Esse preço – seria ele mais caro do que pagar com a vida dos muitos inocentes falsamente incriminados por palavras de força e verdade da mídia?

O caso da escola Base continuou e as acusações de agressão de mais crianças também. O laudo do IML do primeiro menino, que indicava a possibilidade de ato libidinoso, acabou não deixando dúvidas para a família e oficiais, como o delegado Lemos que se mostrou tão a par de tudo que acontecia, mas que, na verdade, só prejudicou os acusados – estes seguiam reclusos e assistiam a escola ser vandalizada pela população descontente. O delegado planejava uma emboscada para dois dos casais envolvidos, Ayres e Cida e Paula e Maurício (professora e marido possível agressor das crianças) que haviam recebido voz de prisão, mas que não se tinha conhecimento de tal até poucos momentos antes do encontro com Lemos. O terceiro casal – Saulo e Mara, também funcionários – foram presos na mesma noite assim que saiu a voz de prisão.

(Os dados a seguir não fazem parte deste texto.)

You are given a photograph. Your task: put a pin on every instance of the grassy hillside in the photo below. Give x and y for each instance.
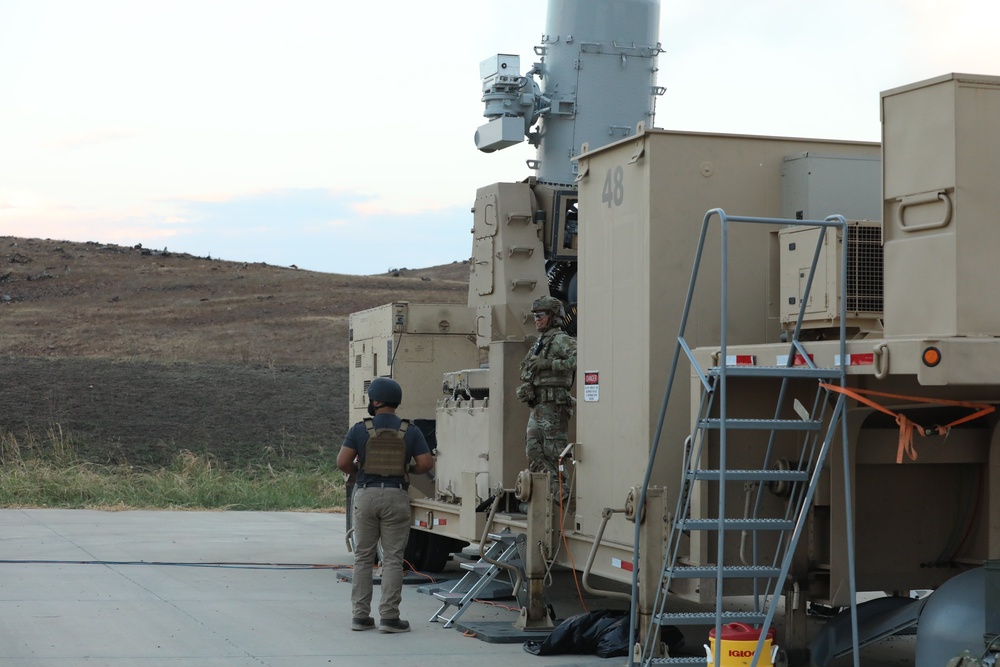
(128, 355)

Depois disso, dois fatos relevantes. Primeiro. O exame do IML não comprovava o ato libidinoso e – sim – dava possibilidades (a mãe da criança, depois, até confirmaria assaduras e problemas intestinais do filho); Segundo. A polícia envolvia outro inocente – um estrangeiro. Na contínua busca por provas, a polícia chegou à casa de Richard Pedicini, que cedia a piscina de sua casa para as crianças do bairro nadar. Como as vítimas do caso da escola Base se afeiçoaram a alguns objetos da casa, como um móbile de abelha, associou-se isso a um prévio conhecimento do local. E, mais uma vez, a imprensa e a polícia caíram no erro do julgamento precipitado e da informação não checada. O americano foi preso, porém libertado dias depois.

O que tinham feito os pais para tirarem todas as informações dos filhos? O que tinha feito a polícia e a imprensa? Tudo levava a questões de juízos de valor. As perguntas eram induzidas às respostas que queriam. Com isso, era claro que o desenvolver do caso levaria para o grotesco. A “escolinha do sexo”, “dos horrores”, as “tias que torturavam as crianças”, “a escola que pode ter drogado...”, os “monstros da Aclimação”, todas essas falas levaram a um só caminho – os sete acusados nunca mais teriam suas vidas de volta.

A falta absoluta de provas já era a prova maior de que uma informação desconexa no início causou o terrível mal entendido. A Escola de Educação Infantil Base não tinha como voltar a se reerguer e nem mesmo os que ali trabalhavam.

A imprensa pediu desculpas, notificou-se e assumiu a culpa, mas isso ainda foi pouco para reparar algo tão massacrado. Ambos os casos – da família Friedman e da escola Base – resumem-se à falta de responsabilidade ética com a informação. Foram atos desmedidos que a imprensa e as partes investigativas agiram pelo impulso de informar, ser rápido e justo em seu julgamento. Não era concebível que pessoas como Arnold e Jesse (da família Friedman) ou Ayres e os outros integrantes da Base ficassem impunes diante de atos tão vis.

Arnold Friedman até poderia pagar pela acusação de pedofilia, que não ia além, mas acabou sendo vítima da mesma cilada que deu fim à escola Base. O espetáculo para as duas terminou e as vidas dos que ficaram continuam marcadas pelos anos (87 e 94) que deram início ao fim de suas tranqüilidades.

As palavras, afinal, constroem a informação. A informação, entretanto, de palavras que não são verdadeiras, desconstrói aquilo que deveria ser real.

[1] MARTINS, Ana Luiza; DE LUCA, Tânia Regina. Organizadoras. História da Imprensa no Brasil. Editor Contexto, São Paulo, 2008.

Um comentário:

  1. Ao reler esse epsódio trágico, corroeu minha alma, e lembrando do filme Dúvida, vieram vários motivos por que devemos antes de afirmar qualquer coisa ter certeza. A notícia ruim sobressai aos comentários de sucessos?
    Quem alimenta as almas por novidades nos noticiários é o sangue jorrado?